President Kolinda Grabar-Kitarovic said in the eastern town of Vukovar on Friday that it was necessary to find new models of coexistence in the Croatian Danube river region and other formerly war-torn areas.
Grabar-Kitarovic was speaking at a conference marking the 18th anniversary of the peaceful reintegration of Eastern Slavonia, Baranja and Western Srijem, held under her auspices.
"In the past few years... it has become evident that the process of peaceful reintegration is complex and sensitive and that in reality it has not been completed. Impractical insistence on the application of some legal provisions taken out of the political context of the Constitutional Law on Ethnic Minority Rights has additionally hampered that process," she said, adding that it was still necessary to complete the process of peaceful reintegration.

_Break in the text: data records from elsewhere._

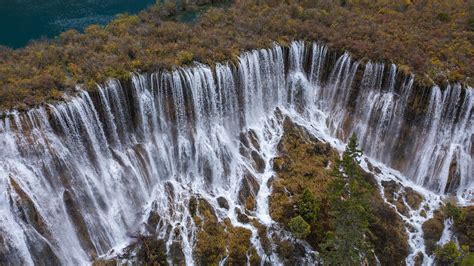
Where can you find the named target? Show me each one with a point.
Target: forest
(431, 38)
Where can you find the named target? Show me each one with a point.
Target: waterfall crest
(78, 178)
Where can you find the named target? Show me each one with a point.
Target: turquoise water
(24, 20)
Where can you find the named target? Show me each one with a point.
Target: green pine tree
(348, 195)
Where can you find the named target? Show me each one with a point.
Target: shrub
(299, 227)
(308, 206)
(448, 253)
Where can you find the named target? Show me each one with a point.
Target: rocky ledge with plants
(430, 38)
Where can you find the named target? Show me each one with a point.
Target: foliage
(347, 242)
(299, 227)
(151, 250)
(467, 260)
(448, 253)
(308, 206)
(410, 33)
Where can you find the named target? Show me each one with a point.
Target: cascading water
(79, 178)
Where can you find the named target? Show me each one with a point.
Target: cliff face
(189, 155)
(432, 40)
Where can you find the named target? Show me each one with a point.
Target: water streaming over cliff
(78, 179)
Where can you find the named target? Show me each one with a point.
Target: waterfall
(79, 178)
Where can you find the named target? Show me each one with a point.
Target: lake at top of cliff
(24, 20)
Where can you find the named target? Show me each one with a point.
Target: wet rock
(80, 226)
(27, 209)
(389, 237)
(321, 148)
(150, 250)
(223, 203)
(192, 206)
(153, 220)
(254, 139)
(419, 259)
(413, 199)
(242, 217)
(369, 165)
(176, 253)
(248, 191)
(259, 163)
(377, 170)
(105, 262)
(280, 164)
(454, 180)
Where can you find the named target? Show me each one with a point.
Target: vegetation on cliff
(332, 196)
(430, 37)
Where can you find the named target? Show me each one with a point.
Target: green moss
(299, 227)
(448, 253)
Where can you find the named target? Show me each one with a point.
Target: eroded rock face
(302, 163)
(433, 229)
(248, 191)
(38, 234)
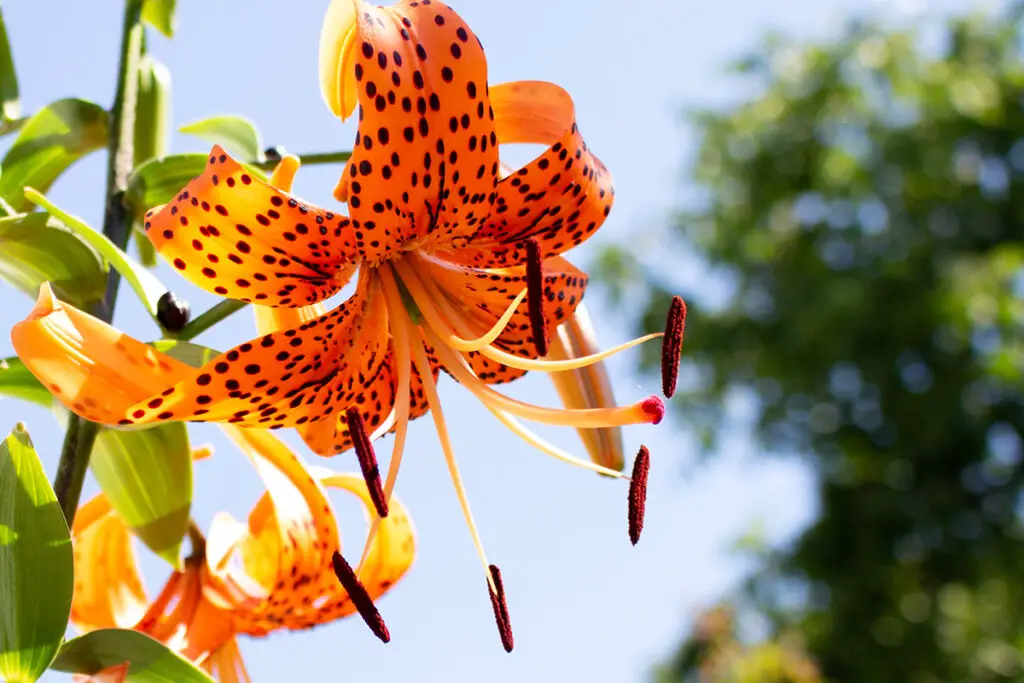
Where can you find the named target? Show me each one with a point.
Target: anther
(364, 603)
(501, 608)
(672, 345)
(535, 296)
(638, 493)
(368, 460)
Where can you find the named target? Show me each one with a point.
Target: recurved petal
(93, 369)
(109, 590)
(233, 235)
(559, 199)
(481, 296)
(425, 127)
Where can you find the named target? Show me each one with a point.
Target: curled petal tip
(653, 407)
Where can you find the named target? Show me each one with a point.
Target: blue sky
(583, 602)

"It is primarily necessary to find new models of so-called coexistence, which is often just a euphemism for isolation and self-isolation," she said.
Grabar-Kitarovic recalled that the process of peaceful reintegration of the Croatian Danube river region started on January 15, 1996 and was completed two years later.
Commenting on minority rights, she underlined the significance of the adoption of the Constitutional Law on Ethnic Minority Rights in 2002, recalling that minority rights in Croatia were also regulated by other laws.
"Also, the Council for the National Minorities and the Office for Human and Minority Rights have been established, whereby overall minority rights are regulated at a very high normative and structural level."
The conference on the peaceful reintegration of the Croatian Danube river region was organised by the European House Vukovar, the Friedrich Ebert Foundation from Zagreb, and the Centre for Ethnicity, Citizenship and Migration Research.
The UN Security Council passed Resolution 1037 on the UNTAES mission in eastern Croatia on 15 January 1996. The peaceful reintegration process was completed on 15 January 1998 when the Danube region, comprising Eastern Slavonia, Baranja and Western Srijem, was returned under Croatia's sovereignty after Serb insurgents occupied it in 1991 with the help of the Yugoslav People's Army. The peaceful reintegration of the region enabled the beginning of post-war reconstruction and the return of refugees and displaced persons.